Gone are the innocent days of interactive theater, when legit lovers could attend “Tina n’ Tony’s Wedding” or figure out whodunit over overcooked chicken.
Today, there is Blackout Haunted House.
The extreme haunted house, a hit in New York and Los Angeles, promises to make visitors protagonists in their very own horror movie.
Usually staged in an unmarked building, the outside of the Blackout Haunted House relays nothing of the nightmares it contains. Once inside, “victims” walk through the staged scenarios alone, heightening the sense of terror.
Armed with just a paper mask and a flashlight, participants visit one twisted vignette after another, exploring the depths of the House and being forced into terrifying situations by the House actors
Past Blackout Haunted Houses have included simulated water boarding, handcuffs, blindfolds, head covers and nudity.

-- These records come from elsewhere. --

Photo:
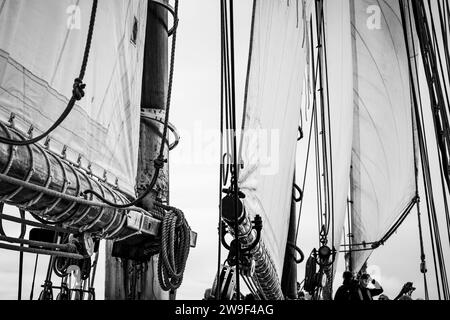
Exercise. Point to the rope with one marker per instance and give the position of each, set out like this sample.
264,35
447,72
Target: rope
34,277
159,161
77,92
175,246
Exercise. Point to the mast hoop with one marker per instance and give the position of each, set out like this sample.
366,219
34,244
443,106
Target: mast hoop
158,116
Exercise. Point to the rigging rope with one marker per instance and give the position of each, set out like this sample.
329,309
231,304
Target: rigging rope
431,59
77,92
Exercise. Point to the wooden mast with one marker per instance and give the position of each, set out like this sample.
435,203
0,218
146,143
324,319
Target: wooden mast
142,279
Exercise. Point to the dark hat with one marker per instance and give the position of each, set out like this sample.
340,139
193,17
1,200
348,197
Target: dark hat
408,287
347,275
365,276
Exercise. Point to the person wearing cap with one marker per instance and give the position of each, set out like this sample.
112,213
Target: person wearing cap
344,292
365,294
406,292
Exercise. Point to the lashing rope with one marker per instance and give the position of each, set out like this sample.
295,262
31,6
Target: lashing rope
77,92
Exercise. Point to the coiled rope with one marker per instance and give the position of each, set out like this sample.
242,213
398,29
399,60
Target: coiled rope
175,246
77,92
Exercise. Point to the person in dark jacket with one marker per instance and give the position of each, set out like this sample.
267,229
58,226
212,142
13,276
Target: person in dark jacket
347,289
365,294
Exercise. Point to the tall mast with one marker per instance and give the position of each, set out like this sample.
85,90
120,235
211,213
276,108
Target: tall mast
154,94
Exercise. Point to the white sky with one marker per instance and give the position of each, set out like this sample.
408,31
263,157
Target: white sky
194,168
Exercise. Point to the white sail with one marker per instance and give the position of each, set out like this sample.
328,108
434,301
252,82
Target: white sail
340,90
271,116
383,177
41,50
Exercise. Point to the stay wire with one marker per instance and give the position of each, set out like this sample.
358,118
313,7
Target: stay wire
416,123
77,93
236,196
320,44
420,17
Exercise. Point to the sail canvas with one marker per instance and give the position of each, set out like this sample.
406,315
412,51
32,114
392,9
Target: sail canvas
271,119
41,51
383,177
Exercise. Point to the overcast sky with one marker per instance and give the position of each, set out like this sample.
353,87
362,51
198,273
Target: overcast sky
194,167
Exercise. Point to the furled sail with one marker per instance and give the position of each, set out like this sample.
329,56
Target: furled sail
383,177
271,118
41,50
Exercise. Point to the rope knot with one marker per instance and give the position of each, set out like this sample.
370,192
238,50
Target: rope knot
78,89
159,163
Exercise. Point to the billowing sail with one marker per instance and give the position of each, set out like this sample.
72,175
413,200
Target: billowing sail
41,50
383,177
339,65
271,118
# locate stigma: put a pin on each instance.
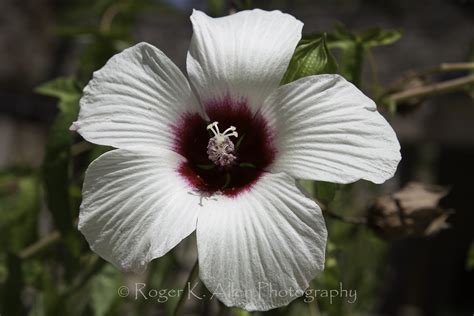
(220, 149)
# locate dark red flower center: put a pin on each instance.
(253, 148)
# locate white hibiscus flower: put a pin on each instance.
(220, 155)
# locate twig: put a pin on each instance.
(431, 89)
(350, 220)
(444, 67)
(182, 299)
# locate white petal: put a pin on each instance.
(269, 238)
(329, 130)
(243, 55)
(134, 100)
(136, 207)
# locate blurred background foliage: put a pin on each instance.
(46, 267)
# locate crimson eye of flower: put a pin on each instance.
(233, 134)
(229, 161)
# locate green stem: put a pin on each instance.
(182, 299)
(432, 89)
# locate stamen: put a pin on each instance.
(221, 149)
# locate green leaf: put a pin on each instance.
(352, 62)
(66, 89)
(56, 167)
(11, 290)
(19, 205)
(104, 290)
(311, 57)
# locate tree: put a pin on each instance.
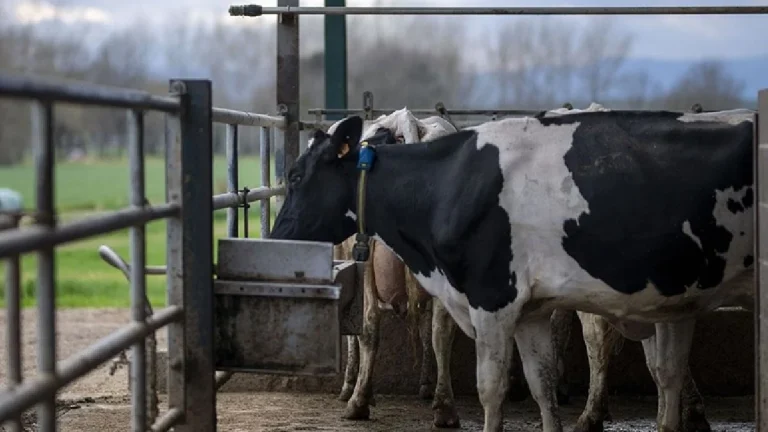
(709, 84)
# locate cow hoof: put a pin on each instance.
(696, 422)
(425, 392)
(355, 412)
(588, 424)
(446, 417)
(346, 393)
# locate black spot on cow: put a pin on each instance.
(661, 174)
(733, 206)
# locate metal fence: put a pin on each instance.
(188, 210)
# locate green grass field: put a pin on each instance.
(83, 278)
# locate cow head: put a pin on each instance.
(320, 186)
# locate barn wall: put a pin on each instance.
(722, 362)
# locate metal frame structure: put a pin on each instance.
(189, 317)
(189, 314)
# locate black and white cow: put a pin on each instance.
(637, 216)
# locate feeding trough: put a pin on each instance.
(282, 306)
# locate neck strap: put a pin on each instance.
(361, 250)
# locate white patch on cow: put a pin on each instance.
(437, 285)
(350, 214)
(531, 160)
(593, 107)
(687, 230)
(732, 117)
(740, 227)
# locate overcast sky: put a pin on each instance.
(660, 37)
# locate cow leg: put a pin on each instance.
(693, 415)
(358, 405)
(350, 372)
(443, 330)
(666, 354)
(600, 338)
(537, 353)
(427, 358)
(493, 345)
(562, 321)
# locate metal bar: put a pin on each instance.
(168, 420)
(264, 153)
(138, 279)
(222, 377)
(30, 239)
(13, 329)
(46, 385)
(43, 145)
(197, 257)
(46, 89)
(335, 60)
(232, 173)
(423, 111)
(229, 200)
(258, 10)
(243, 118)
(288, 89)
(761, 252)
(174, 238)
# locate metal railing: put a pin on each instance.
(189, 313)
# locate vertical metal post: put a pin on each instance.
(335, 61)
(232, 173)
(42, 126)
(13, 321)
(264, 153)
(761, 279)
(288, 89)
(138, 276)
(191, 383)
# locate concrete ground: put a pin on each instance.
(100, 402)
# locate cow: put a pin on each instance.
(389, 284)
(636, 216)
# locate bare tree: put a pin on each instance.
(709, 84)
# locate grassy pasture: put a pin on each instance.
(85, 188)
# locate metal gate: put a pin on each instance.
(189, 315)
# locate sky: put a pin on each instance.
(656, 37)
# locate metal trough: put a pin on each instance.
(281, 307)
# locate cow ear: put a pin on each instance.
(347, 135)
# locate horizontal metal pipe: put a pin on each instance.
(222, 377)
(230, 199)
(26, 240)
(325, 124)
(26, 87)
(168, 420)
(23, 397)
(223, 115)
(258, 10)
(424, 111)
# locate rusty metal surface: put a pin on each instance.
(348, 274)
(277, 289)
(277, 335)
(275, 260)
(190, 251)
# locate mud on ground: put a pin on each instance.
(100, 402)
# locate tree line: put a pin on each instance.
(528, 64)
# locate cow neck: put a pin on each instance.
(385, 195)
(366, 156)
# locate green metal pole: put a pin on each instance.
(335, 61)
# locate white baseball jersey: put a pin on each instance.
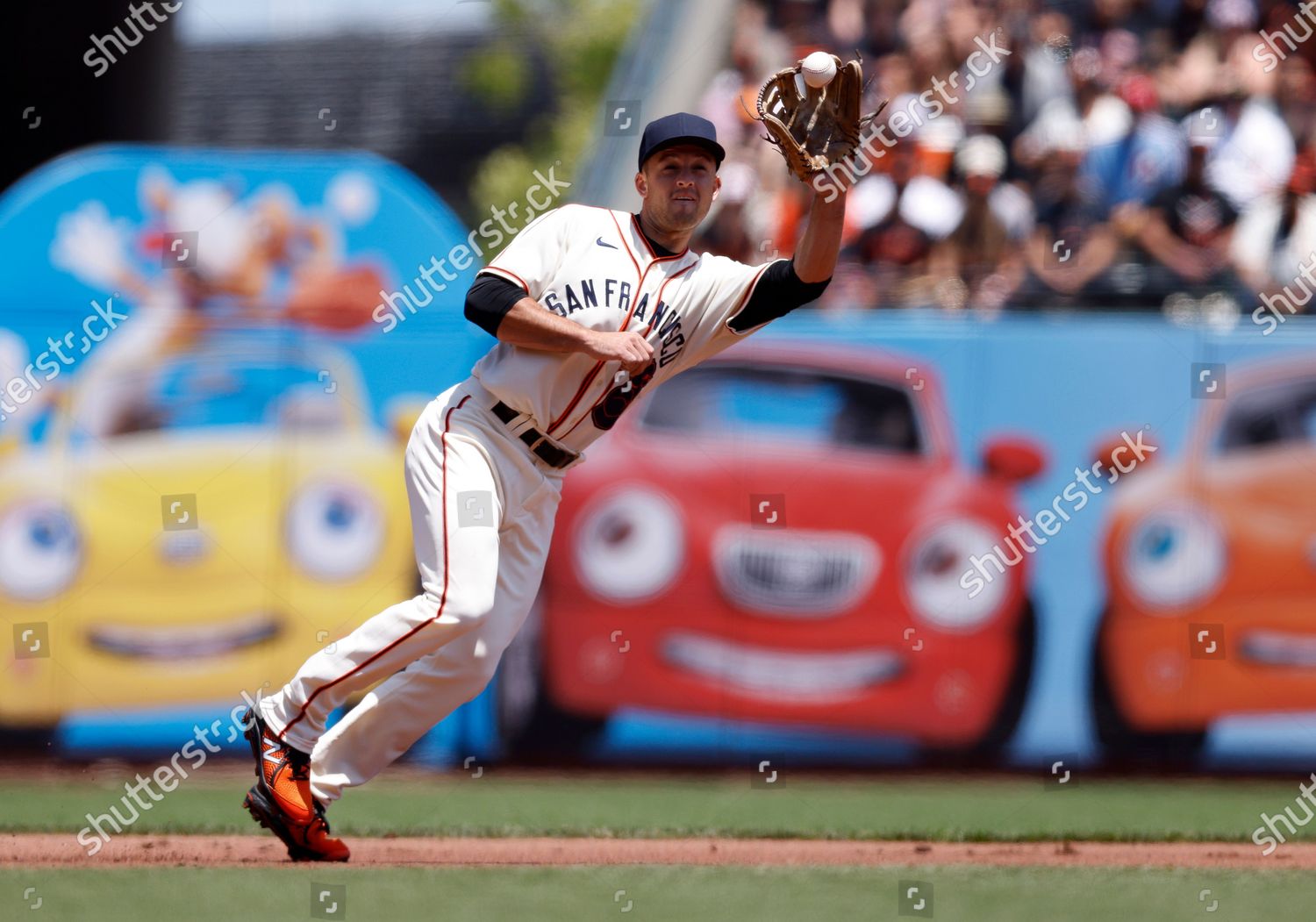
(481, 572)
(595, 268)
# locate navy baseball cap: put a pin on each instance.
(681, 128)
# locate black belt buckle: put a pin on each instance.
(534, 440)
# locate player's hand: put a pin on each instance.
(626, 347)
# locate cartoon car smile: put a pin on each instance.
(1211, 571)
(779, 535)
(247, 513)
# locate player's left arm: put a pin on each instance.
(815, 257)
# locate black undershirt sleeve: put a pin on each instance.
(489, 300)
(778, 292)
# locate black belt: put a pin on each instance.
(539, 442)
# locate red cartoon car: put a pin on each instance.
(779, 535)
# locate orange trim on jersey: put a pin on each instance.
(740, 307)
(674, 275)
(623, 237)
(649, 247)
(634, 302)
(647, 331)
(513, 275)
(442, 598)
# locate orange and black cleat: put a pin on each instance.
(281, 800)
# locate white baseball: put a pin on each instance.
(819, 68)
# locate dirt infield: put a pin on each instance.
(241, 850)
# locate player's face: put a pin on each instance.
(678, 186)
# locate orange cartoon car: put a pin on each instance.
(779, 535)
(1211, 572)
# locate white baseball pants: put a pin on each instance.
(482, 514)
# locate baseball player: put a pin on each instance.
(591, 308)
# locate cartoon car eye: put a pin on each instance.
(39, 550)
(631, 546)
(1174, 555)
(334, 532)
(939, 561)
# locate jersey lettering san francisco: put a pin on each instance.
(597, 268)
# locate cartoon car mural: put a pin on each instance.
(779, 535)
(247, 513)
(1211, 574)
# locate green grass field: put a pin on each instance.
(731, 895)
(940, 808)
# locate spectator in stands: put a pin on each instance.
(1186, 231)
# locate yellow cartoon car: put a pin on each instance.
(244, 514)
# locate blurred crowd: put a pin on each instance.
(1124, 154)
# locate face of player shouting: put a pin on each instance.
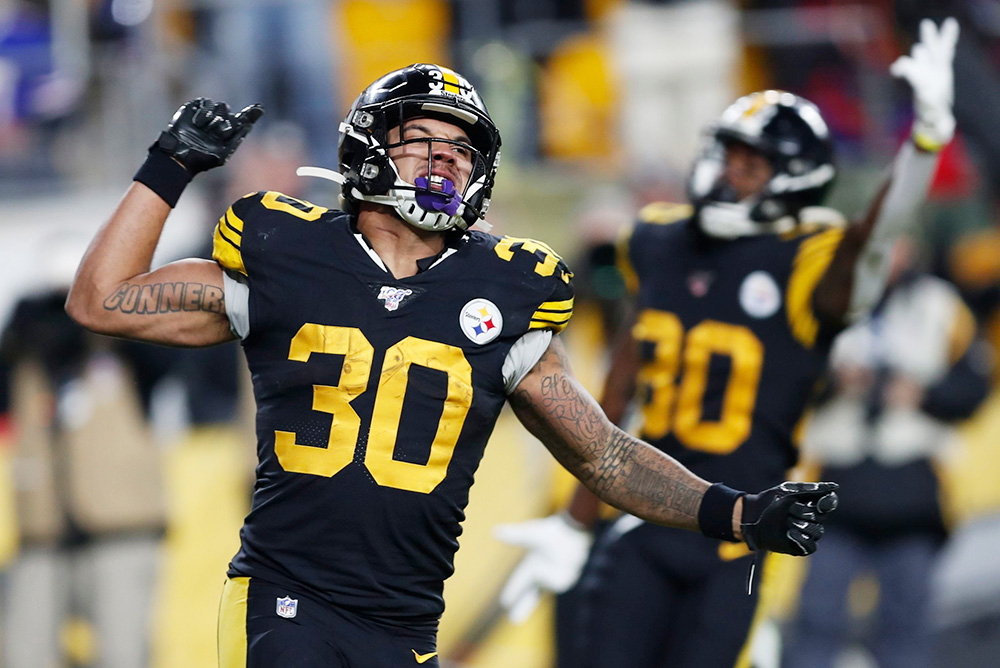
(435, 155)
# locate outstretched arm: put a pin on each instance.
(619, 468)
(114, 291)
(858, 273)
(619, 388)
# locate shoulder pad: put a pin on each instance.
(663, 213)
(228, 237)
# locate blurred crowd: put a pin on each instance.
(125, 468)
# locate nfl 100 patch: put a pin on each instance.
(287, 607)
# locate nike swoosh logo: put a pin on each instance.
(423, 658)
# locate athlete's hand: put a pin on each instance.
(556, 552)
(788, 518)
(203, 133)
(928, 68)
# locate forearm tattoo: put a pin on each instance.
(165, 298)
(621, 469)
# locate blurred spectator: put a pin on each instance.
(676, 62)
(89, 494)
(898, 380)
(34, 93)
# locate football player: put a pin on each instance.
(738, 297)
(383, 341)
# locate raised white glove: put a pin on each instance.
(928, 69)
(556, 552)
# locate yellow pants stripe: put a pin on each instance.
(233, 623)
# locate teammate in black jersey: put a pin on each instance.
(383, 341)
(737, 299)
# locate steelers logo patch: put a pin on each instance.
(481, 321)
(760, 296)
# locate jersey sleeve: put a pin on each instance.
(554, 313)
(634, 259)
(811, 261)
(227, 241)
(534, 265)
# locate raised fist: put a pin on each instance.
(788, 518)
(203, 133)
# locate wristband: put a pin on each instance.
(164, 176)
(715, 514)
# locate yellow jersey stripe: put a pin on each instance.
(814, 256)
(555, 327)
(551, 317)
(664, 213)
(624, 263)
(557, 307)
(226, 243)
(233, 623)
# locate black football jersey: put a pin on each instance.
(375, 397)
(730, 346)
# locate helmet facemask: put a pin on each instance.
(789, 132)
(433, 201)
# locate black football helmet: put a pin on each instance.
(418, 91)
(790, 132)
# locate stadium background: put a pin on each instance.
(599, 102)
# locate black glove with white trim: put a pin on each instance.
(788, 518)
(204, 133)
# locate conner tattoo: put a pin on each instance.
(165, 298)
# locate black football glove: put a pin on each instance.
(788, 518)
(203, 133)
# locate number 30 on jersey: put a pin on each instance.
(359, 355)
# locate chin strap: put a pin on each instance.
(724, 220)
(339, 179)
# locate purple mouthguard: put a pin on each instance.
(446, 199)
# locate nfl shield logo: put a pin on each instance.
(287, 607)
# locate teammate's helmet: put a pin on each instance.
(791, 133)
(418, 91)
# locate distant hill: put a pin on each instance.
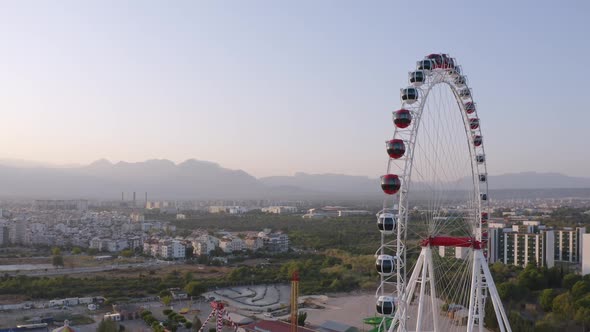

A lot of nudity There is a reason that the Blackout Haunted House comes equipped with a safe word.
Josh Randall, a vet of over 30 theater productions, andKristjan Thor, a legit helmer, launched the modern-day Grand Guignol as an off-season theater venture in summer 2009 in New York. They both loved theater and horror pics.
“Kris and I have been working together for 10 years in theater production,” says Randall. “We shared an impulse to do something experimental and create a strong response from our audience. The people who buy a ticket share a desire for extreme experiences. This is for adventure seekers.”
Adventure would be putting it mildly. Guests must sign a waiver to experience the Blackout Haunted House, which explains that they will be touched, drenched, exposed to loud noises and strobe lights, adult situations and violence. Attendees must follow the actors’ commands. Anyone who does not follow the rules, obey the actors or speaks the safe word is ejected from the House without a refund.
“We are amazed that a majority of people do what we tell them to do. People crave these intense experiences,” laughs Randall.